Он вспомнил, как после боя поступают со смертельно ранеными:

— Приготовьте отвар из руты и вина с водой. Так не может больше продолжаться.

Перепрыгивая через ступеньки, лорд поднялся в спальню с Тиной на руках, положил ее в постель и начал разжигать камин. Стоны невесты разрывали ему сердце, он быстро вернулся к кровати.

— Рэм, — прошептала она, — помоги мне.

Опустившись на колени, он прижал ее к себе.

— Тише, дорогая, я не позволю тебе умереть. Держись за меня, я не оставлю тебя ни на минуту.

С бледным как мел, искаженным от страха лицом в комнату вошла Ада. Она принесла воду и полотенца.

— Быстрее, Ада, расстели полотенце на полу.

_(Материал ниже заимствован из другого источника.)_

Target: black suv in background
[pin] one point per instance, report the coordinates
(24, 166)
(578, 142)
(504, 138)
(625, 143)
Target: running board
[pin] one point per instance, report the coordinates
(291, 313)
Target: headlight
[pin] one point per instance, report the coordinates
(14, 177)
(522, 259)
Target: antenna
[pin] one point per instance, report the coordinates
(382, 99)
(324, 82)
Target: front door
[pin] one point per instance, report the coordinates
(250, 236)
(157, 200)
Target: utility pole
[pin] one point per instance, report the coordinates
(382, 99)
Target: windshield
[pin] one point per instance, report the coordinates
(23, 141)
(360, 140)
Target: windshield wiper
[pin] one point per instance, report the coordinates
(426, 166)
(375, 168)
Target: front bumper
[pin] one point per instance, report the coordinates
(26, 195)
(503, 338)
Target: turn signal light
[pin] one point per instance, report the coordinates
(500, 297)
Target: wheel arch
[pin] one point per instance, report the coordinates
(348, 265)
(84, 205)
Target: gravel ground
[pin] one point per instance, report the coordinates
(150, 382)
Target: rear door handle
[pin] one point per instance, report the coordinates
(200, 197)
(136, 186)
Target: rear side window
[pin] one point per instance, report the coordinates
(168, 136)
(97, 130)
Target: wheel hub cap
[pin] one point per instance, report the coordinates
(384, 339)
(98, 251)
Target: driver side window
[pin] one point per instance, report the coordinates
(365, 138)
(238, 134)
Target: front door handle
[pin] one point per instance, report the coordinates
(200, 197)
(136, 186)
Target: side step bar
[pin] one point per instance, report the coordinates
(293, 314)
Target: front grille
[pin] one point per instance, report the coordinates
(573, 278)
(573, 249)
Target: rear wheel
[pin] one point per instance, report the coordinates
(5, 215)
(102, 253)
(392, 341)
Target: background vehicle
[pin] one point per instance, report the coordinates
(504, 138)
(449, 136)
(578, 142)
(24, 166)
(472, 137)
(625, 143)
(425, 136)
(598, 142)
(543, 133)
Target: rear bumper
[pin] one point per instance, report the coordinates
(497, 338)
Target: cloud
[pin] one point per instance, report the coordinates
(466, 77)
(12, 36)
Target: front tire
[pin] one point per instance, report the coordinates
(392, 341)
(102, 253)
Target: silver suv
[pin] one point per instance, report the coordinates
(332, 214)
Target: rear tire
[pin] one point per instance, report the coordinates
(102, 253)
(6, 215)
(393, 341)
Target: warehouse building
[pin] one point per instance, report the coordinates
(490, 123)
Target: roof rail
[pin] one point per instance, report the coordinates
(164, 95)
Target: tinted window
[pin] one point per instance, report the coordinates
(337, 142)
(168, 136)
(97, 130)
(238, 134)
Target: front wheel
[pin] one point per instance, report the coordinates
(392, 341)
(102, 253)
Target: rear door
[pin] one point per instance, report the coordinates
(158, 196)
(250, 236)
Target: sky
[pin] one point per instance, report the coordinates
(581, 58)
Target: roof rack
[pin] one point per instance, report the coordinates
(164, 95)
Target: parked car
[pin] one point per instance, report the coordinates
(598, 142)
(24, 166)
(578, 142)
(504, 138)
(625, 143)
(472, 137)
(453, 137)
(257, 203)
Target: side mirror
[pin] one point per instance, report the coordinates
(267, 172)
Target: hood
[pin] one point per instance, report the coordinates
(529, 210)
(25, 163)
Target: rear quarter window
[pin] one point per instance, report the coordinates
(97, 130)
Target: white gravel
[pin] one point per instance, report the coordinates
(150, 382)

Дуглас приподнял Тину к краю кровати, одной рукой нажимая ей на живот, чтобы облегчить конвульсии при тошноте. Его глаза встретились с глазами гувернантки, и он покачал головой, осознавая свое бессилие. Огонек, поджав колени к груди, каталась по кровати, как раненое животное. Ее стоны переходили в тонкий плач.

— Помоги мне раздеть ее, Ада. Приготовь широкий халат, эта одежда стесняет ее.

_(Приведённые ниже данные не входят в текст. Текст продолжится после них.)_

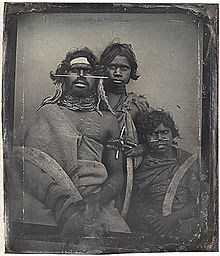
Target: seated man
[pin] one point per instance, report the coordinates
(68, 168)
(166, 185)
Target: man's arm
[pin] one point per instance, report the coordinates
(113, 184)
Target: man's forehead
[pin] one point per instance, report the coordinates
(120, 60)
(80, 60)
(81, 65)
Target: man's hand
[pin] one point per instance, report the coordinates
(135, 151)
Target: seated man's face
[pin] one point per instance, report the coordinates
(78, 84)
(119, 71)
(160, 139)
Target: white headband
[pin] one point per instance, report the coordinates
(79, 60)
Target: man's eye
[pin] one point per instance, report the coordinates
(112, 67)
(87, 72)
(124, 68)
(75, 71)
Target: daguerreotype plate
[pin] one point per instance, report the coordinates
(176, 50)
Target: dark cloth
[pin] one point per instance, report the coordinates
(151, 182)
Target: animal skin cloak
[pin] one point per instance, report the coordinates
(152, 180)
(53, 133)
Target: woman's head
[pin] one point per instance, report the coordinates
(117, 49)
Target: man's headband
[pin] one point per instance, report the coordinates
(79, 60)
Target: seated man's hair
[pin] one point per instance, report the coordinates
(114, 49)
(148, 121)
(64, 67)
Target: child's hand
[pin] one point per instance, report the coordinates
(135, 151)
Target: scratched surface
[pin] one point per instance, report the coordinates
(173, 52)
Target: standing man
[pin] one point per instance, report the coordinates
(120, 66)
(64, 149)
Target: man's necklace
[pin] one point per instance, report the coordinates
(79, 103)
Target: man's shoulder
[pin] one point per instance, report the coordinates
(47, 113)
(138, 101)
(107, 115)
(184, 155)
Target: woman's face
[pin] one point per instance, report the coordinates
(119, 71)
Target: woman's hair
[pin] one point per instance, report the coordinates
(148, 121)
(115, 49)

Сейчас губы леди Кеннеди посерели, а ее тело в перерывах между спазмами становилось вялым, как у тряпичной куклы. Дыхание было затруднено, она словно боролась за каждый глоток воздуха. Лицо Рэма покрыл холодный пот от ужаса, что его любовь вот-вот издаст последний вздох. Гувернантка поставила у кровати таз с водой, но лорд сказал:

— Я сам.

Нежность, с какой он обращался со своей невестой, у любого вызвала бы слезы. Дуглас накинул на нее халат. Рвота прекратилась, но он не знал, хороший это признак или дурной. Он понимал только одно — что не выдержит, если опять придется давать ей сливки. Тина тихо плакала, всхлипывая, как ребенок, и прижимая к животу кулаки. Ее глаза, встречаясь со взглядом лорда, выражали одну лишь муку и переполняющий ее страх смерти.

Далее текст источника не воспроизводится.